Caterine Ibarguen, Colombia’s Olympic triple jump champion, turned 34 this year – but she showed again tonight that she has still got what it takes to keep her younger rivals at bay. Although Yulimar Rojas of Venezuela dropped out of the lists the day before the meeting, 25-year-old Tori Franklin of the US, who leads this year’s world lists with 14.84m, was very much in contention, as was Jamaica’s Commonwealth champion Kimberly Williams.

 

 
Catarine Ibarguen in Paris

 

After Franklin had established an early second round lead with 14.49m, Williams moved past her with 14.56m. But in the third round Ibarguen hit her rhythm to move clear of the pack with 14.83m, equalling her season’s best.

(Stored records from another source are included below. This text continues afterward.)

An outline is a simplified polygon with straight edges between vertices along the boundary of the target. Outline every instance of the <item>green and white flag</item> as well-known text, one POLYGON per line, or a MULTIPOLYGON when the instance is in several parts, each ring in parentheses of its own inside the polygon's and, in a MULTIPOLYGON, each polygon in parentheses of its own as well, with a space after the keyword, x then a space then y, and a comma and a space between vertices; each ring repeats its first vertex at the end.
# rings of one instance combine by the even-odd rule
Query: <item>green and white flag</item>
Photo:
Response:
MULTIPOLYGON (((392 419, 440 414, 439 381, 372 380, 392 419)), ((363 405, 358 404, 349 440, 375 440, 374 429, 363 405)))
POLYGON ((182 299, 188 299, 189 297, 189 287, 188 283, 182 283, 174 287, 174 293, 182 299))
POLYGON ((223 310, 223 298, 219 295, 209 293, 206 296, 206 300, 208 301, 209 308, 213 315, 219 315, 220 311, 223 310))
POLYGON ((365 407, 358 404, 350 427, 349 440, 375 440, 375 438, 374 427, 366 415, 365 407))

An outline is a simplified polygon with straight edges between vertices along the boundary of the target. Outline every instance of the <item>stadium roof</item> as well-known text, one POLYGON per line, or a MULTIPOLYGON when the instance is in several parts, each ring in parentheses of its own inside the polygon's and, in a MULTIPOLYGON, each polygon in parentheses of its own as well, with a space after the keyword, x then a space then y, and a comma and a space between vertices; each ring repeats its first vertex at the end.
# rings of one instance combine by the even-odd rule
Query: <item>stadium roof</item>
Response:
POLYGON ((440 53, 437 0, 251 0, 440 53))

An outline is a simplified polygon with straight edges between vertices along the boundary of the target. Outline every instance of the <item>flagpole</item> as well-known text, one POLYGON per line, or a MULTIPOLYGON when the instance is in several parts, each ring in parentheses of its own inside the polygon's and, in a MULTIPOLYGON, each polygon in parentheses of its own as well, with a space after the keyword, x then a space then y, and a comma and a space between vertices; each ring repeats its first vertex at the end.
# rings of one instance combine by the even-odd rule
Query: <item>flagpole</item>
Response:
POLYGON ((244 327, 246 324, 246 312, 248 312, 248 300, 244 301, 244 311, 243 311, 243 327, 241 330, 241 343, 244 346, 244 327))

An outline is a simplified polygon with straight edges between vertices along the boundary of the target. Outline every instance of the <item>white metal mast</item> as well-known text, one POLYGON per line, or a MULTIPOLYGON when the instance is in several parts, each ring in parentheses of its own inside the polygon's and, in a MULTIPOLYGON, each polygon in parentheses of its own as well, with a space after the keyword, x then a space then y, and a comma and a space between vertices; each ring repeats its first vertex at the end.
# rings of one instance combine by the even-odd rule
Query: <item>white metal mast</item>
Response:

Kenya’s Ferguson Rotich was a barnstorming winner of the men’s non-Diamond League 800m race, coming from well back in the final straight to overhaul his flagging fellow countryman Jonathan Kitilit in the final strides to record a season’s best of 1:43.73.

Kitilit was second in 1:43.83 in a race which generated an unusual volume of support given the presence of home world champion Pierre-Ambroise Bosse, whose relative lack of racing this season saw him flag at the finish, dropping to seventh in 1:45.19.

There was drama, but not of a good kind, for home sprinter Christophe Lemaitre, as he pulled painfully to a halt 30m from the end of the men’s 100m B race, his hand going to his right hamstring, his face a picture of consternation.

The day before, France’s 28-year-old Rio 2016 200m bronze medallist – whose main race here was to be the non-Diamond League 200m an hour later – had explained that he had been unable to keep up his 100m running last year because of injury, so had concentrated on the longer sprint.

As he was carried from the track on a stretcher, to sympathetic applause from a large if not capacity crowd, the prospect of his main event for the evening had disappeared. How things stand with his ambitions to win more European Athletics Championships medals this summer remains to be seen.

The race was won by Saudi Arabia’s Abdullah Mohammed in 10.03.

But if one French favourite was having a wretched night, he was in a minority – quite apart from the millions of compatriots rejoicing over France’s 4-3 World Cup round-of-16 win over Argentina.

Mayer puts strong mid-season form on display

World decathlon champion Kevin Mayer, as last year, benefited from a triathlon event laid on, in part, to enable him to perform in front of a home crowd.

In the opening long jump he was clearly very pleased as he arose from the pit after his opening effort, and although it fell three centimetres short of his personal best, it was easily enough to win from Ukraine’s Oleksiy Kasyanov, who managed 7.53m.

Mayer equalled his efforts of 2017 however as he secured personal bests with victories in the shot put, where he reached 16.51m, before rounding the night off clenching his right fist in the air having won the 110m hurdles in 13.71.